Bericht eines Teilnehmers:
Etwa 20 Menschen beteiligten sich am 12.2. an einer Protestaktion gegen die am selben Tage begonnene Videoüberwachung am Bernauer Bahnhofsvorplatz — Veranstalter der Überwachungseröffnung war die Polizei.
Eine zum selben Zeitpunkt angekündigte offizielle
Eröffnungsveranstaltung der Videoueberwachung fiel aus unbekannten Gründen aus. Stattdessen lud die Polizei die Presse in ihre Kaserne direkt an die Bildschirme. Als die JournalistInnen uns dann auf den Bildschirmen sahen, kamen sie sofort angefahren um über unsere Aktion berichten zu
können. Mit Schily- und Schönbohm-Masken verteilten wir Flugblaetter. Auf einem Transpi stand “Besser als die Stasi — Videoüberwachung in Bernau”.

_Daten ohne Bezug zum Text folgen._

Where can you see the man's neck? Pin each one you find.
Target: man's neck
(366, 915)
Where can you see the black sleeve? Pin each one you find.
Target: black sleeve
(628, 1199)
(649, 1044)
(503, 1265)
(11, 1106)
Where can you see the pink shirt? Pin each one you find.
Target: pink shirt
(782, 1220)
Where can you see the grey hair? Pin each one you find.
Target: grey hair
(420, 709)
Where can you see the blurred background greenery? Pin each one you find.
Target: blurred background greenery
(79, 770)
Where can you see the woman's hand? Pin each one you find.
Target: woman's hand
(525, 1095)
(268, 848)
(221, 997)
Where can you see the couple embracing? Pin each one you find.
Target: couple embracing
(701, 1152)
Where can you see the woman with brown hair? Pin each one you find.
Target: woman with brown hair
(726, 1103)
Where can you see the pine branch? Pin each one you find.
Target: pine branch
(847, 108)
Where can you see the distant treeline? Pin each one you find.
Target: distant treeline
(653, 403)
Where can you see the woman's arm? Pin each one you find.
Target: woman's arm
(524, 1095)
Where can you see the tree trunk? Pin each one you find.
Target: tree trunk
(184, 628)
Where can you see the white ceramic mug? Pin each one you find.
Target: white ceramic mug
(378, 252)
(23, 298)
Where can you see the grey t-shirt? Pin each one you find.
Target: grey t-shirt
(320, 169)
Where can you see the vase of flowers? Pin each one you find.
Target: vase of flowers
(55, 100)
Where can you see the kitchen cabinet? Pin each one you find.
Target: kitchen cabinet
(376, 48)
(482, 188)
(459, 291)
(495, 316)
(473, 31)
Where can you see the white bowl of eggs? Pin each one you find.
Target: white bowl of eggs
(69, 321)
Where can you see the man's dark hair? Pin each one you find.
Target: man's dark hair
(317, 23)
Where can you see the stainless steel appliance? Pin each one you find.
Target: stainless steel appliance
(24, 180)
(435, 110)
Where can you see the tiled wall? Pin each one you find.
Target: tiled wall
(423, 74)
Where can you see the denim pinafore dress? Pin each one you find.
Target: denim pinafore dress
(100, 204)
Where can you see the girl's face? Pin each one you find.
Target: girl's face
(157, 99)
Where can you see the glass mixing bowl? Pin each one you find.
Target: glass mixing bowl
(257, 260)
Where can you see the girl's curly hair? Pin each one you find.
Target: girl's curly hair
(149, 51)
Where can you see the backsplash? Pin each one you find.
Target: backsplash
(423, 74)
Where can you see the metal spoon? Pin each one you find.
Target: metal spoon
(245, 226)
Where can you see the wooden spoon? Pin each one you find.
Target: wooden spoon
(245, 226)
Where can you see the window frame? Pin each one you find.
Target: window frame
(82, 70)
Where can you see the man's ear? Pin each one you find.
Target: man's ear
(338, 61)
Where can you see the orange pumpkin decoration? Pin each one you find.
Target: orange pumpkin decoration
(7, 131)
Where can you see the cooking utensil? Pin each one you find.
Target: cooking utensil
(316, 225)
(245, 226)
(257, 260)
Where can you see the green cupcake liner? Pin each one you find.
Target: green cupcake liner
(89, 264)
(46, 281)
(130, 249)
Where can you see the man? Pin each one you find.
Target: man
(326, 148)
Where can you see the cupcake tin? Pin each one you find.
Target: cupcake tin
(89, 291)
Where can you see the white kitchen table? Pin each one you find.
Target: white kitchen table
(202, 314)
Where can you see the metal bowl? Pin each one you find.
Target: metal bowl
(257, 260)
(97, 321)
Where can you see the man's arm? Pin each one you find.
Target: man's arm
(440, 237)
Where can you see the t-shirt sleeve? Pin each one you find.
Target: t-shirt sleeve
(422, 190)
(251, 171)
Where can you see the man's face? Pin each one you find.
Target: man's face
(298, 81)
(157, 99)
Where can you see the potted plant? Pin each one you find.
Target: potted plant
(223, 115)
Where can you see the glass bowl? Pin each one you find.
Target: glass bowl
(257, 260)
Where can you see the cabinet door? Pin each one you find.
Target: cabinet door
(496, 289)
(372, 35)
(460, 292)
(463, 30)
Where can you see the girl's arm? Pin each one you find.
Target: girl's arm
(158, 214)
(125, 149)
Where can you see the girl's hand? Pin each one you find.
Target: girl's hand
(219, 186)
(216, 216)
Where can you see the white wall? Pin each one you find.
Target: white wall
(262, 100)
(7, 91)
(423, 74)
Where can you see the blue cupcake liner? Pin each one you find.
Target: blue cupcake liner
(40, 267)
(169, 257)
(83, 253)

Die ebenfalls herangeeilten PolizistInnen forderten uns auf, die Vermummung abzunehmen, nahmen einige Personalien auf, drohten Platzverweise und Festnahmen an, zogen dann aber unverrichterter Dinge ab. Eine kleine nette Aktion, mit wenig Vorbereitung und hohem lokalen Medienecho.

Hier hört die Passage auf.